Hay quienes dejan un testamento nombrando a aquellas personas que recibirán la herencia luego de su muerte. Por supuesto, todos quieren ser nombrados en aquel testamento pero no todos lo serán. De igual manera, en los asuntos celestiales hay cosas semejantes a las terrenales. En este caso, Dios nos ha nombrado en su testamento dejándonos una herencia, y damos gloria a Dios por esto. No se trata de una herencia pasajera, limitada o sujeta a las leyes humanas, sino de una herencia eterna, incorruptible y perfecta. El Padre celestial ha decretado, desde antes de la fundación del mundo, que los que hemos creído en Cristo Jesús seamos hechos partícipes de esta herencia gloriosa.
Hay un pasaje de la Biblia que nos habla de esto:
4 Pero cuando vino el cumplimiento del tiempo, Dios envió a su Hijo, nacido de mujer y nacido bajo la ley,
5 para que redimiese a los que estaban bajo la ley, a fin de que recibiésemos la adopción de hijos.
6 Y por cuanto sois hijos, Dios envió a vuestros corazones el Espíritu de su Hijo, el cual clama: !!Abba, Padre!
7 Así que ya no eres esclavo, sino hijo; y si hijo, también heredero de Dios por medio de Cristo.
Gálatas 4:4-7
Este pasaje es de gran riqueza espiritual porque nos muestra la magnitud del amor de Dios. En Cristo hemos pasado de ser esclavos del pecado a ser adoptados como hijos, y si somos hijos entonces también somos herederos. Una adopción humana ya es motivo de gozo y gratitud, pero la adopción divina va mucho más allá: no solo somos aceptados en la familia de Dios, sino que además recibimos todos los derechos y privilegios que corresponden a los hijos legítimos.
Dios nos ha hecho sus hijos, y esto a través de la muerte de su Hijo en la cruz. Con su sangre Él nos ha dado vida, nos ha resucitado, dándonos una herencia eterna, un regalo eterno e incomparable. Esto debe hacernos sentir los herederos más privilegiados, puesto que nuestra herencia no se corrompe, no se contamina ni se marchita, sino que permanece guardada en los cielos para nosotros. El apóstol Pedro lo confirma cuando dice que hemos nacido de nuevo para una herencia incorruptible, incontaminada e inmarcesible.
Toda nuestra herencia celestial comienza con Cristo y termina con Cristo. Todo lo que el Padre nos ha concedido en su inmensa soberanía proviene del sacrificio del Hijo de Dios en la cruz. Aquella preciosa sangre derramada fue la pluma con la que Dios escribió nuestro nombre en aquel testamento eterno. Cada gota de sangre derramada en el Gólgota fue la confirmación del pacto de gracia, sellado no con tinta ni con firma humana, sino con el mismo sacrificio del Cordero de Dios que quita el pecado del mundo.

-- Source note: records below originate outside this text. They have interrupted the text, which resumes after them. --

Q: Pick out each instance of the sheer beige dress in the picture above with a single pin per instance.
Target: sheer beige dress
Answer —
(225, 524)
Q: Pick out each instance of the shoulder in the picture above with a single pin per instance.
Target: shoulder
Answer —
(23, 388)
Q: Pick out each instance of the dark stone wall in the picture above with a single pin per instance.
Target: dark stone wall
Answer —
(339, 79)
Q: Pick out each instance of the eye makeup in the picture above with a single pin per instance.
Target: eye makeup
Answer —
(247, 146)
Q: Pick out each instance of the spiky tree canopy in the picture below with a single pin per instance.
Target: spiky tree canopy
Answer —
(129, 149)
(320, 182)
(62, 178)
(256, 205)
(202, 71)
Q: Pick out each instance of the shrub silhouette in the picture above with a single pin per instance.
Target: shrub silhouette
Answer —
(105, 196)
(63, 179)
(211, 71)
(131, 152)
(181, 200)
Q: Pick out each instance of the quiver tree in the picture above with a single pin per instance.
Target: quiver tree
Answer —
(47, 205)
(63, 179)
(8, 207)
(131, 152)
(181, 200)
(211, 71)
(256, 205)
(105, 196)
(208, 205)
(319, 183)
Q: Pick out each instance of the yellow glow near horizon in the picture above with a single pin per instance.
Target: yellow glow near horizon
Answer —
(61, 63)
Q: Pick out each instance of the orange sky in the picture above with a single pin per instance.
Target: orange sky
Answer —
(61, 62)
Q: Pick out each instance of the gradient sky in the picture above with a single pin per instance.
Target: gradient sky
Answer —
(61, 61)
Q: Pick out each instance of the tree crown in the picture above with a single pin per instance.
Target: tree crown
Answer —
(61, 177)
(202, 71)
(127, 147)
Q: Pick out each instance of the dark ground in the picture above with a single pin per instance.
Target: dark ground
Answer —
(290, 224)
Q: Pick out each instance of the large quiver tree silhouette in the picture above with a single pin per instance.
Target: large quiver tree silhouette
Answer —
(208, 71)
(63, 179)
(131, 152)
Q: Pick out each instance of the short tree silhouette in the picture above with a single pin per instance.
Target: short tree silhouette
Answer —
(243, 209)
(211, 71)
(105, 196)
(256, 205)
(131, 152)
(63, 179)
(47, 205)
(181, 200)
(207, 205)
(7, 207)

Ya no somos más esclavos, ya no somos más condenados, ya no somos más personas incapaces de ir ante el trono de la gracia. ¡No! El camino está totalmente abierto para nosotros. El velo del templo fue rasgado de arriba abajo como testimonio de que la entrada a la presencia de Dios ya no está restringida. Todo esto es posible porque Dios, a través de su Hijo en la cruz y de aquella sangre derramada, nos dio vida y nos ha hecho sentarnos en los lugares celestiales con Cristo Jesús. Allí, donde antes no teníamos acceso, ahora tenemos plena entrada con confianza, porque somos herederos de una salvación tan grande.
Cuán privilegiados debemos sentirnos en este momento. Nosotros, siendo inmerecedores de su gracia y perdón, hemos sido incluidos en este glorioso testamento con una herencia de vida eterna. Se nos ha escogido para darnos una herencia, no por obras, no por méritos humanos, sino por la pura gracia de Dios. Esta herencia nos asegura un futuro con Cristo, una gloria venidera que no se compara con los padecimientos del tiempo presente, y una esperanza viva que sostiene nuestra fe día tras día. ¡Vivamos, pues, como herederos de Dios, dando gloria a Aquel que nos amó primero!